Last March 9, SWS issued the finding of its December 2011 national survey that 38 percent of adult Filipinos nationwide expected their personal quality of life (uri ng pamumuhay) to improve over the next 12 months, and that 9 percent expected it to worsen.
The resulting personal optimism net score (optimists minus pessimists) of +29 is classified by SWS as High (from +20 to +29). Scores of +30 and up are called Very High.
In 10 quarterly surveys from September 2009 to December 2011, the net optimism scores were +24, +21, +26, +36, +32, +35, +24, +27, +30, and +29. The first four were in the final 12 months of the highly unpopular Arroyo regime, as the light at the end of the tunnel came into sight.
The record-high +36 was in June 2010, just before the inauguration of Noynoy Aquino as president. But it should also be noted that the earlier high scores of +24, +21 and +26 happened when the people did not yet know who would win the election; optimism was high regardless of who the election winner would be.
The series of 10 consecutive high, if not very high, net optimism scores, covering two and a half years, is unprecedented in our experience of 102 national surveys since 1984. The series of six consecutive high/very high net optimism scores during any presidency is likewise unprecedented.
Asking for personal optimism/pessimism is routine in surveys worldwide. It is about as common as getting a person’s blood pressure to help assess his/her health. It is a very useful indicator of the “social health”.

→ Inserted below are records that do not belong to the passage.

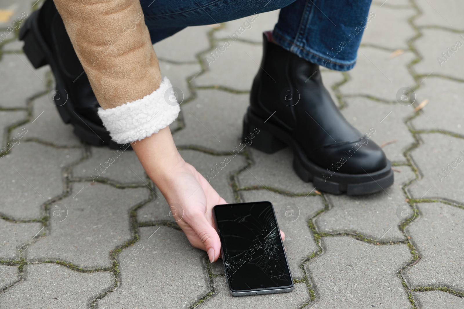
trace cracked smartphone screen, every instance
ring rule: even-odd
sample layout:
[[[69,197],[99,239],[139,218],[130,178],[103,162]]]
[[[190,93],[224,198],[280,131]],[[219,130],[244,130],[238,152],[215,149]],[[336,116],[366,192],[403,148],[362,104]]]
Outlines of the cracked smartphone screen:
[[[219,205],[213,212],[232,291],[292,285],[271,202]]]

Terminology. Most of the time, optimists predominate over pessimists. SWS assigns the term Fair to net scores of +10 to +19, since this range contains both the median (the midpoint) and the mode (the single most-frequent) of previously recorded observations.
SWS uses the term Mediocre for the range of +1 to +9, which is below normal yet positive. It uses Low for the range of -9 to zero, and Very Low for -10 and below.

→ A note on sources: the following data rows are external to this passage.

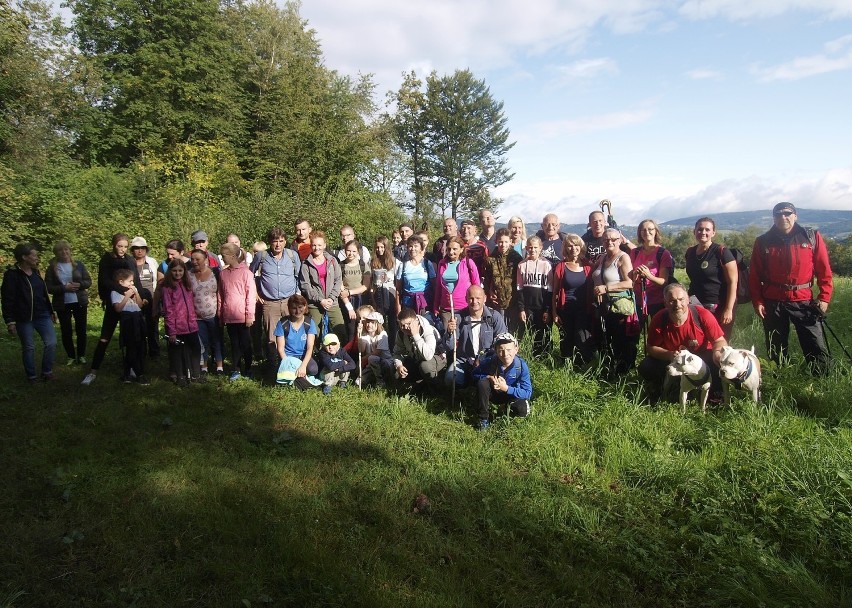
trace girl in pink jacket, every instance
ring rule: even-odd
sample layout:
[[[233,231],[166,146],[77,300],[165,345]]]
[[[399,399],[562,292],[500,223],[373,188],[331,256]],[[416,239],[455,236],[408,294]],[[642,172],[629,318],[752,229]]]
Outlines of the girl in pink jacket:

Note that each term corresponds to a 10-point range, except that the top and bottom terms are open-ended. This piece will abbreviate Very High, High, Fair, Mediocre, Low and Very Low by VH, H, F, M, L and VL respectively.
Past presidents. The SWS archives have two optimism scores from the time of Ferdinand Marcos: a -4 (L) in April 1984, and a +10 (F) in July 1985. These are from the Bishops-Businessmen’s Conference surveys.
In Cory Aquino’s time, the SWS surveys were semestral. The 13 national optimism readings include two VHs, five Hs, three Fs, and three Ms. The VH +35 in March 1987 was the record high for over 23 years, until the +36 of June 2010. The lowest score was +6, in July 1991. The closing score was +22 in April 1992.
In Fidel Ramos’ time, the SWS surveys were quarterly, producing 26 optimism scores: two VHs, 13 Hs, 10 Fs, and one M. They started at +33, and stayed double-digit except for a +6 in October 1995, during the rice crisis. The closing score was +23 in April 1998. Thus median optimism was high in both Cory’s time and FVR’s time.
There were only 12 surveys in the time of Joseph Estrada. Net optimism started at +26, and then had five consecutive Fs. Starting October 1999 there were three Ms, three Ls and one VL (-13 in October 2000), rendering median optimism mediocre in Erap’s time. The closing score was zero, in December 2000.
In Gloria Macapagal-Arroyo’s time, there were 43 optimism surveys, starting with a +4. In the first 39 surveys, from January 2001 to June 2009, there were five Hs, 14 Fs, 14 Ms, four Ls, and two VLs. The high of +24 was in February 2001; the low of -6 was in June 2008. Neither Erap nor GMA ever had a VH.
High optimism returned only in the last four quarters of GMA’s term when the end was near, as said earlier. Given GMA’s great unpopularity in her last five years, I would rate the optimism of her time on the basis of the initial 39 surveys, for which the median was mediocre.
Optimism in relation to governance. Tabulations suggest that the latest high optimism rate is due to very high public satisfaction, not only with President Noynoy’s personal performance, but also with the general performance of his administration.
Among those satisfied with Aquino, net personal optimism is +31, or a grade of VH. It is +29 or H among those neither satisfied nor dissatisfied. On the other hand, it is only +17 or F among those dissatisfied with him. Thus overall optimism is at H because of the very small size of the third group.
Those satisfied with the national administration have a net optimism score of +32 or VH. Those who feel neutral have a net score of +22 or H, and those dissatisfied have a net score of +25 or H. Therefore no realignment of satisfaction with the administration could reduce optimism below H.
Optimism in relation to economic situation. Other tabulations show net optimism at +31 or VH among both the employed and the unemployed, and at +22 or H among those not in the labor force.
It is a VH +35 among those who don’t self-rate as poor, and an H +22 among the self-rated poor. Thus poverty matters, but not enough to bring down optimism below a grade of H.
Optimism among those free from hunger has a VH score of +33. It is only +17 or F among those in moderate hunger. What matters most, as usual, is severe hunger, where optimism is at a mediocre +7.